This post was inspired by a session I held yesterday, presenting new BI features in SQL ‘08. One of the features which stirred some interest was the Data Profiling component in SSIS. Now this little feature hasn’t been given much airplay on the SQL radio waves, with features like Data Compression and Report Builder 2.0 taking center stage, so I thought I’d do my bit for the data profiler and unpack this incredibly useful feature…
A typical first step in any BI project involves a Business Analyst taking a look at a client’s source data. This step is crucial to validate that the client’s assumptions about data cleanliness and the underlying data relationships. (and normally the assumptions are a far cry from the truth!!)
This process is normally quite a tedious manual process, with a serious amount of SQL GROUP BY statements and manual Excel manipulation being used to understand exactly what’s in a given source table.
This is exactly where the Data Profiling task in SSIS comes into play. It is a mechanism whereby an analyst can profile an underlying table, and discover a number of key elements about that table.
The task itself is used in SSIS, with the results being pushed into an external xml file. This file can then be opened using the Data Profile Viewer (new client tool in SQL ‘08).

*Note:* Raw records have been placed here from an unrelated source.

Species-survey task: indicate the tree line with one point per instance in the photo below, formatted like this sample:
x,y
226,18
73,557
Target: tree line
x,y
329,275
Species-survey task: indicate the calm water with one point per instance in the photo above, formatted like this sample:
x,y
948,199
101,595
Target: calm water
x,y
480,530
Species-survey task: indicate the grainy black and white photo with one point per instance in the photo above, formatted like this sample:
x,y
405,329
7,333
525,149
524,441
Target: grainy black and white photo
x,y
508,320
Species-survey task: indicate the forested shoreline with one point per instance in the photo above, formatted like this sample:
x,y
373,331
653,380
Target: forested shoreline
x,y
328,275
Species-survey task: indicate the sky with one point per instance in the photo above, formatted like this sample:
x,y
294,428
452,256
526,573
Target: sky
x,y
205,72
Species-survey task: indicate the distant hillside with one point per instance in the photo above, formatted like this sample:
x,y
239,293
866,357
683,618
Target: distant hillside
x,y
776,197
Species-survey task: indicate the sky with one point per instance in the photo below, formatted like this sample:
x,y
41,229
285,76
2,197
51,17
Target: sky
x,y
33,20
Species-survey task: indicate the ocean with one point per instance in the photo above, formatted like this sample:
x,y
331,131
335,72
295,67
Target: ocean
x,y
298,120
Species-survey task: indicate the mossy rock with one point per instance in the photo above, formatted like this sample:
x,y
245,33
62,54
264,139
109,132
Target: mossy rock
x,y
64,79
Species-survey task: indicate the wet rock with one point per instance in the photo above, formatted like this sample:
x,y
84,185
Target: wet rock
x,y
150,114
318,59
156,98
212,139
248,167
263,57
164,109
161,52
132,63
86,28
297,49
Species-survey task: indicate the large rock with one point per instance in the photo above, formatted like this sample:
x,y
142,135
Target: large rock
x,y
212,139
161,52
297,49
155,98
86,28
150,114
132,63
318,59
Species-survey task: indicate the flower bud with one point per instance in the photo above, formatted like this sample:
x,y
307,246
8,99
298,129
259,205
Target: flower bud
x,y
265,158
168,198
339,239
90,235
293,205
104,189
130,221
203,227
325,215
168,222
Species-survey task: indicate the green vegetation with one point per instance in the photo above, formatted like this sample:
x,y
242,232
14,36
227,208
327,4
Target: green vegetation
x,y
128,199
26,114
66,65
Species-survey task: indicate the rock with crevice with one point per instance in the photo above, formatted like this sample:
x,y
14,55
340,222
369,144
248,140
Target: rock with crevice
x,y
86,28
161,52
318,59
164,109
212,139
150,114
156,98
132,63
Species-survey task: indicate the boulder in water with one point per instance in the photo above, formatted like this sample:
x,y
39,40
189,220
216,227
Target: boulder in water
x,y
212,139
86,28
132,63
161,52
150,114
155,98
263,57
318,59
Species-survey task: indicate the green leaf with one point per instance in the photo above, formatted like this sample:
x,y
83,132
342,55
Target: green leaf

Full how-to details are available on www.microsoft.com/sql, with a nice video available at http://technet.microsoft.com/en-us/library/cc952923.aspx
Something which seems to be missing though is a concise summary of the types of profiles that can be run. So, here is my list of the type of profiles that can be run (in my personal order of usefulness…)
1. Candidate Key
This profile basically does a look at the uniqueness of each column in the table. So, if a column is 100% unique within the table, there’s a high chance that this field may be the primary key. This profile can be tweaked to allow for combinations of a number of fields to be analyzed (in the case where a composite key is actually used)
An example in my consulting career where this would have been useful was a case where the client was convinced that a Product Code field made the product unique, and it turned out that we actually needed the combination of a number of fields.
2. Column Length Distribution
Does just that. Gives a nice bar graph with field length distribution. How many times have we heard… “It’ll never be more than 8 characters long” 🙂
An absolute necessity for determining field lengths in the target data warehouse. Nothing worse than planning for VARCHAR(20) and then receiving a 21 character input.
3. Column NULL Ratio
Similar to above, returns the % NULL values per field. Useful for those cases where a client wants to create a report based on a certain field, when meanwhile 98% of the rows have NULL in that field.
4. Functional Dependency
Used to look for relationships within a given table. Can also be tweaked to look at a given number of fields.
Useful to determining hierarchical relationships within data. Again, similar to 1. in that it brings out the truth about the underlying data that the client is often not aware of.
5. Column Value Distribution
Actually returns the unique values that exist in individual fields, as well as the distribution of each of these values.
6. Column Pattern
Similar to above, yet it doesn’t return the actual values; rather it analyses the field values and returns regular expression values for each field. Nice way of generalizing / applying a filter to the types of values that exist in a certain field.
7. Column Statistics
This is bottom of this list, more due to my lack of statistical understanding 🙂 I’m quite sure a statistician would derive serious value from this output. Types of stats that are produced include
– Standard Deviation
So, that’s my short summary of a tool that could literally save an analyst hours when exploring new data sources. Happy analyzing!